3. A method for detecting a frame in which a face is captured from a video includes detecting the number (number of faces) of the captured face, face size, face orientation, gender, facial expression, (age estimation, face race determination. 3. The method according to claim 1, wherein at least one of the presence or absence of glasses and the presence or absence of a beard is detected as a predetermined condition.

4. An image search method comprising calculating a similarity between a face of a character in a video and a face image designated by a searcher, and detecting a frame in which a face having a predetermined similarity or more is captured. .

5. The image according to claim 4, wherein, for the face of the character in the video, a break in the scene is detected from the video, and a frame including the face is selected as a representative image of each scene. retrieval method.

6. An image search method comprising: detecting a frame in which a person is captured from a video; and extracting a frame in which a posture or clothing of the person that satisfies predetermined conditions is extracted.
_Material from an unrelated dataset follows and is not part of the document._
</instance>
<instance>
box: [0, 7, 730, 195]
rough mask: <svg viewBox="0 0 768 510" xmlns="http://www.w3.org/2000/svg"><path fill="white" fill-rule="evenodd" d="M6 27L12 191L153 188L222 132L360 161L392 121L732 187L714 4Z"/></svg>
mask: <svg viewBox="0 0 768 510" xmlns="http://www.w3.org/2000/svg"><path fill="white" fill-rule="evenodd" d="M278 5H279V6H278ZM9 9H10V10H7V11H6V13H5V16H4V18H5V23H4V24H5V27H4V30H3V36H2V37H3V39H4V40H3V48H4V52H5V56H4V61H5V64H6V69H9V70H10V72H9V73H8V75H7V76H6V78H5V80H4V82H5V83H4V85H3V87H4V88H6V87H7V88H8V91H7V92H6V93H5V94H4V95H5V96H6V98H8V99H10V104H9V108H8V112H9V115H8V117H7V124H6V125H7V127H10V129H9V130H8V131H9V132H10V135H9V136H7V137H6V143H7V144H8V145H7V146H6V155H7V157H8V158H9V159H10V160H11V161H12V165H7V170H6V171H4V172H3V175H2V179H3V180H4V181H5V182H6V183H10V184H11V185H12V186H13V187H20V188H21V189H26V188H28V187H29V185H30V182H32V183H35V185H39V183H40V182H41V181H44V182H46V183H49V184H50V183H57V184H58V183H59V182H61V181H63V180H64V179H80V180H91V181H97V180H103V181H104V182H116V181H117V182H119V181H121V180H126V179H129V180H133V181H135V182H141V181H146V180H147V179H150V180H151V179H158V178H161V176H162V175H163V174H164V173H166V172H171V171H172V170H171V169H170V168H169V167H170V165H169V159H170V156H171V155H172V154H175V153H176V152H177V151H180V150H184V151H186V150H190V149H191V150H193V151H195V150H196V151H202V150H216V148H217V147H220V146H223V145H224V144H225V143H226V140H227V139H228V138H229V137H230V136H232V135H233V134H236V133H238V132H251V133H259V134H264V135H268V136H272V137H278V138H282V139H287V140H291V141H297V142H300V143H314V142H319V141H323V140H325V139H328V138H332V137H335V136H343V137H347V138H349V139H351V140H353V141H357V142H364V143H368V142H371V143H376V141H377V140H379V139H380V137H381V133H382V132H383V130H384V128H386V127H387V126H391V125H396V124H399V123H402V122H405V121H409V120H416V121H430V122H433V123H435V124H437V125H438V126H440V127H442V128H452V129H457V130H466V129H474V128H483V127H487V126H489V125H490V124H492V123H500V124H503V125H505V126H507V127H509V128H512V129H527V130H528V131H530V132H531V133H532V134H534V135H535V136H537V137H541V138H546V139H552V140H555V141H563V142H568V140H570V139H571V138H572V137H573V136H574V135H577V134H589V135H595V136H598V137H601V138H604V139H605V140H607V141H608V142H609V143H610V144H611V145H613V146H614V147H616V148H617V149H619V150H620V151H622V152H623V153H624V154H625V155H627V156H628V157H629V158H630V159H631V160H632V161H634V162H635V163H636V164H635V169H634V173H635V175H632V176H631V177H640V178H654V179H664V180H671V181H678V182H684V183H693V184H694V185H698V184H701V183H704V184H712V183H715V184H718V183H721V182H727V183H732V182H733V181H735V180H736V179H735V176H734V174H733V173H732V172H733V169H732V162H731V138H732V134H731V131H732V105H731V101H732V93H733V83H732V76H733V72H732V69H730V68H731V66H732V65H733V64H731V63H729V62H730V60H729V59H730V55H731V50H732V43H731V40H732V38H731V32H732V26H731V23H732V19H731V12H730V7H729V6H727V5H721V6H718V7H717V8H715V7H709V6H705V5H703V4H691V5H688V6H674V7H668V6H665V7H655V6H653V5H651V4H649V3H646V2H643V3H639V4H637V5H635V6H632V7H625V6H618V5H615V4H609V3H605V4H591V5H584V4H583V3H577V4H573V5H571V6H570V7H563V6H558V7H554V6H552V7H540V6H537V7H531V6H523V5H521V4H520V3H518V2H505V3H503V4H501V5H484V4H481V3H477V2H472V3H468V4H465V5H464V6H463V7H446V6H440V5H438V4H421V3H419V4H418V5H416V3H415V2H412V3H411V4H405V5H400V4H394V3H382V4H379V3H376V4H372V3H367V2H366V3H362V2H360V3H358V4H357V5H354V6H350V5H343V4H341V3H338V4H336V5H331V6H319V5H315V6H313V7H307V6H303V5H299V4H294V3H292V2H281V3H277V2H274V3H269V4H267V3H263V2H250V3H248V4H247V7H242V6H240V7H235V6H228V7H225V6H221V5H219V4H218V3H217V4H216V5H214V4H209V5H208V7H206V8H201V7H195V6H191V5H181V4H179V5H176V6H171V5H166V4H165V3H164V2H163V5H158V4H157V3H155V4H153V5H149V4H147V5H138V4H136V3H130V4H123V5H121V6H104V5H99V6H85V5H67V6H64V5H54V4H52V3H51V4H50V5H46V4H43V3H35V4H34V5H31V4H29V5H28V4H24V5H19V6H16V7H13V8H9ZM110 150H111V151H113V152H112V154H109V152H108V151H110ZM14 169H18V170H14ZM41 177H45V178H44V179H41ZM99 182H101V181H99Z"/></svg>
7. The method according to claim 6, wherein detecting a frame in which a person is included in the video includes detecting a scene break from the video and detecting a frame including a face as a representative image of each scene. Image search method described.

8. A face image designated by a searcher, wherein at least one face image is designated from a face database registered in advance by a character list.
Image search method described.

9. The image search method according to claim 8, wherein the character list is created in advance by a searcher or generated from a program table.

10. The image search method according to claim 4, wherein a face image of a character in the video is specified and registered in advance as the face image specified by the searcher.

11. A face detection unit that detects a frame in which a face is present in a video and extracts at least one face image from the frame, and detects a face of the same character from all the extracted face images. An image search device comprising: a grouping unit; and a character identification unit that extracts a representative face image for each character.

12. A scene change detecting section for detecting a scene change by monitoring a frame image in time series with a video signal as an input, and a face is taken from a representative image of each scene from the scene change detecting section. A face detection unit that detects a frame and extracts at least one or more face images from the frame; and groups faces of the same character from all the extracted face images, and extracts a representative face image for each character An image search device comprising a character identification unit.

13. A character designating unit for designating at least one or more face images from a face database previously registered by a searcher in a character list, and a video input unit for receiving a video signal as input and outputting it in frame units. A face detection unit that detects a face area from a frame image output from a video input unit; and a character based on a face image output from the character specification unit and a face image detected in the face area from the face detection unit. An image search device comprising: a character identification unit that determines whether or not the above condition is satisfied; and an image output unit that displays and records the identification result determined by the appearance identification unit.

14. A face image reading unit for reading an image to be searched, a video input unit for receiving a video signal as an input of a video signal and outputting the frame unit, and a face area from a frame image output from the video input unit. A face detection unit for detecting,
A matching unit that determines whether or not the search target image and a face image detected in the face area output from the face detection unit are a search target; and an image output unit that displays and stores the matching result. Characteristic image retrieval device.